Скользнув в медную ванну поглубже, Вайолет вытянула ногу, чтобы Мириам ее вымыла. Девушка начала со ступни, хорошенько потерла пятку и перешла к голени.

— Он останется с нами?

— Ну, поскольку мы не знаем его имени, а он не в состоянии передвигаться, то да, на несколько дней он останется здесь.

Вайолет подозревала, что его нельзя будет перевозить и к концу недели, но оставила это соображение при себе. Она не хотела заглядывать в будущее дальше, чем на два-три дня. Иначе ее мысли примут слишком опасное направление.

— Значит, вы думаете, что он дворянин? О, вдруг он окажется герцогом или принцем!

Вайолет рассмеялась. Какое же у Мириам богатое воображение. Принц. Будь он принцем, она бы его узнала. Английские принцы были слишком старыми и тучными, чтобы лихо гоняться за бандитами и драться на сырой земле, а иностранные повсюду возили за собой свиту.

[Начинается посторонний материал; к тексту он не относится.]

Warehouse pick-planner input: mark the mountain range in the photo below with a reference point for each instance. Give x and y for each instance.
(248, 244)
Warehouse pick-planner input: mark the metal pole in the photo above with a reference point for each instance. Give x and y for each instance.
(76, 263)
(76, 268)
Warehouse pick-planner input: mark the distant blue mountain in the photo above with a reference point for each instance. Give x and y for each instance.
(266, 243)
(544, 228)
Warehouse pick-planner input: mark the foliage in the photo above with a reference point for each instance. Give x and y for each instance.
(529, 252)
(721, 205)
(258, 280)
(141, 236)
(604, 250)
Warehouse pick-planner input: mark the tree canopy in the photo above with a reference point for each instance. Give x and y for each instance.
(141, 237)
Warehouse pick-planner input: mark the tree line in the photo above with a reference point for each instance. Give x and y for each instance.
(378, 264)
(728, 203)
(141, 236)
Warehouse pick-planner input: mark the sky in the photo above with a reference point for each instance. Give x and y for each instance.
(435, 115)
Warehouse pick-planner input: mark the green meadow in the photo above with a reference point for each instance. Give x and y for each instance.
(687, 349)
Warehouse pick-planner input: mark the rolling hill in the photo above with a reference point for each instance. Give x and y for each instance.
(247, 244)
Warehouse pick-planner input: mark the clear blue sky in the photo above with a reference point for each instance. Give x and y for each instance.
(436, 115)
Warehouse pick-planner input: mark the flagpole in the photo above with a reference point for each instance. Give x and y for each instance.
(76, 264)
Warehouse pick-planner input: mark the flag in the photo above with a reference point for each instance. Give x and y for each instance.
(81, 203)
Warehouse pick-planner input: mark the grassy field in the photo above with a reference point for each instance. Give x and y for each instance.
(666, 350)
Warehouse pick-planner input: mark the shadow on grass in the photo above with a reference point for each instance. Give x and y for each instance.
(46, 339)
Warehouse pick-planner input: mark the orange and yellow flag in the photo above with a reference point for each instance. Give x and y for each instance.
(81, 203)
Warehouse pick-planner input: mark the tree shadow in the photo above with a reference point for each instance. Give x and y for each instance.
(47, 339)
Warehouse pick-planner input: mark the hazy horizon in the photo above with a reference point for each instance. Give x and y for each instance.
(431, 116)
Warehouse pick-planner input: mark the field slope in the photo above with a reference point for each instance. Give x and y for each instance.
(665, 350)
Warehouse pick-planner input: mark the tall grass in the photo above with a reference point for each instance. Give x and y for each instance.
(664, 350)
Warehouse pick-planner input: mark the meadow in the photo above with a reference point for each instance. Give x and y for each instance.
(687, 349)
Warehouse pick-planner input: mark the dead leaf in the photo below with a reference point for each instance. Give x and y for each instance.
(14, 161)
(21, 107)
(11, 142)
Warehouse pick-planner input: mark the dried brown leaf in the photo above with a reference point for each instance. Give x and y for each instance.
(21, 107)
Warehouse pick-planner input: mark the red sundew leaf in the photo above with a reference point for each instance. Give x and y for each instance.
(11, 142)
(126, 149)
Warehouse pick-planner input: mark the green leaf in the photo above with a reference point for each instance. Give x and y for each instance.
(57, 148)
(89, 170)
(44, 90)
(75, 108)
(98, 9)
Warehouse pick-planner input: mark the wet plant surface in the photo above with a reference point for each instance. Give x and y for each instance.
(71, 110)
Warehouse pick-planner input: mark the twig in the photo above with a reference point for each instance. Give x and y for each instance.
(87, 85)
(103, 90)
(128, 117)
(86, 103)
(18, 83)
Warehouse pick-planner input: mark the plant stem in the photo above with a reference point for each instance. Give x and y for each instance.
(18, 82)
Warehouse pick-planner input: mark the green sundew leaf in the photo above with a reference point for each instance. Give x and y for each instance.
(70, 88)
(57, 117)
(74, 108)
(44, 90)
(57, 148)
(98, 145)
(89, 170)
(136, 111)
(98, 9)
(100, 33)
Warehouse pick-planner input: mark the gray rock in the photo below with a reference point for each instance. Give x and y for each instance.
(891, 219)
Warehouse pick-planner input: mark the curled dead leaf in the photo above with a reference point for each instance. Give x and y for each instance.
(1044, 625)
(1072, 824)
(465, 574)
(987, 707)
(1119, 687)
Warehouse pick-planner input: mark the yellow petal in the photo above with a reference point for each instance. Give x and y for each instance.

— Очень сомнительно. Разве принцы разъезжают впотьмах по деревенским дорогам да еще без сопровождения? — Вайолет скептически прищурилась. — Нет. Они занимаются какими-нибудь делами государственной важности или отсыпаются после возлияний за ужином во дворце, полном слуг.

— Все равно, он вполне может быть виконтом или графом. — Мириам задумчиво кружила губкой по ее колену. — Только представьте: к весне вы становитесь графиней. Слугам пошьют новые ливреи, а вас будут называть миледи — все-все, а не только мы. — Зеленые глаза девушки засияли, а веснушки почти исчезли под счастливым румянцем.

— Он вполне может не дожить до конца недели, а ты уже успела женить его и расписать его будущее.

— Если он еще не женат, то вскорости обязан жениться.

Мириам еще не видела его, а уже сходила по нему с ума.

— Давай-ка сейчас сосредоточимся на том, чтобы его выходить, а о его брачных делах потолкуем позже.

— Да, миледи.

Вайолет потрепала ее по щеке. Девушка очень походила на свою мать, дальнюю родственницу Вайолет, которая несколько лет назад скончалась от скарлатины, прожив жизнь в неудачном браке с каким-то сварливым рыбаком.

Волосы у Мириам и Вайолет были одинаково густыми и черными, а губы — мягкими и полными. Но вот кожу девушки, в отличие от чистой кожи ее хозяйки, густо покрывали веснушки, а глаза были не цвета лесного ореха, а сияли всеми оттенками зеленого. Несмотря на непростую судьбу, она не утратила жизнерадостного взгляда на мир, и Вайолет завидовала этому качеству.

Девушка принялась за вторую ее ногу, между делом не прекращая улыбаться. Она больше не проронила ни слова об их таинственном госте, но Вайолет знала, что горничная продолжает о нем грезить.

Невольно она сама заразилась ее фантазиями. Кто он, ее спаситель? Дворянин, как предположил Эйвери, или просто богатый джентльмен? Как бы то ни было, он явно стоял значительно выше ее на социальной лестнице.

Вайолет была леди и владела собственным домом, однако была далеко не самой богатой вдовой в графстве. Она жила на две тысячи фунтов годового дохода, вполне этим довольствовалась и никогда не претендовала на большее.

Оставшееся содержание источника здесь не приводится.